OMP2210: 5. Affinity and NUMA | NHR Learning Platform

= Affinity

Under the `affinity` subdirectory you find a very basic OpenMP application in C and Fortran which you can use for this task.

Set environment variable `OMP_DISPLAY_AFFINITY=true` do get information about
on which place each OpenMP thread is allowed to run.

* Linux
** bash: `export OMP_DISPLAY_AFFINITY=true`
** csh: `setenv OMP_DISPLAY_AFFINITY true`
* Windows / cmd: `set OMP_DISPLAY_AFFINTIY=true`

== Affinity Format

Environment variable `OMP_AFFINITY_FORMAT` controls what information is
printed, when `OMP_DISPLAY_AFFINITY` is enabled.

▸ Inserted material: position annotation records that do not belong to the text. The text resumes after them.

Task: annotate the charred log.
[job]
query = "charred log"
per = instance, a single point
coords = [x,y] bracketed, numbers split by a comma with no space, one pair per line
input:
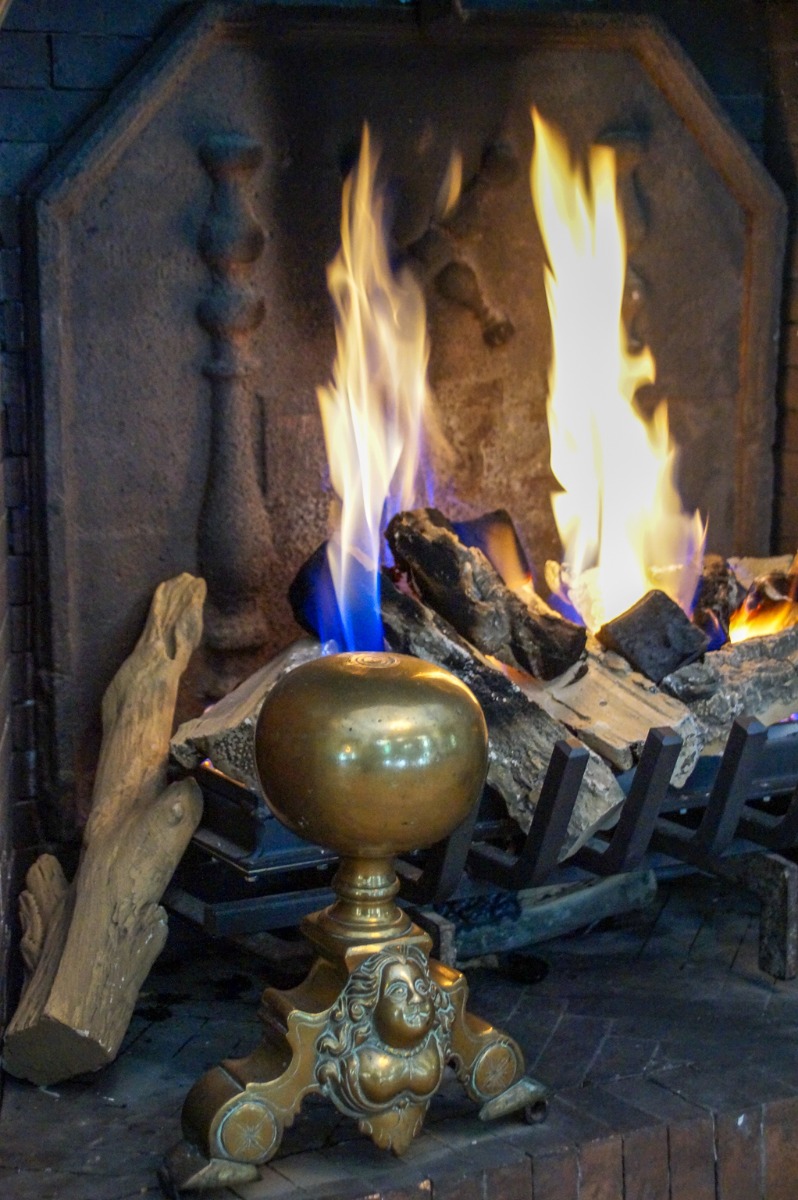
[521,736]
[757,677]
[462,586]
[89,945]
[655,636]
[718,597]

It works like the format syntax for `printf`, but with own fields:

* `%n` / `%{thread_num}`: thread id
* `%N` / `%{num_threads}`: no. of threads in current parallel region
* `%H` / `%{host}`: host name
* `%P` / `%{process_id}`: process id
* `%i` / `%{native_thread_id}`: native thread id
* `%A` / `%{thread_affinity}`: calling thread's affinity

For more specifiers see the OpenMP standard.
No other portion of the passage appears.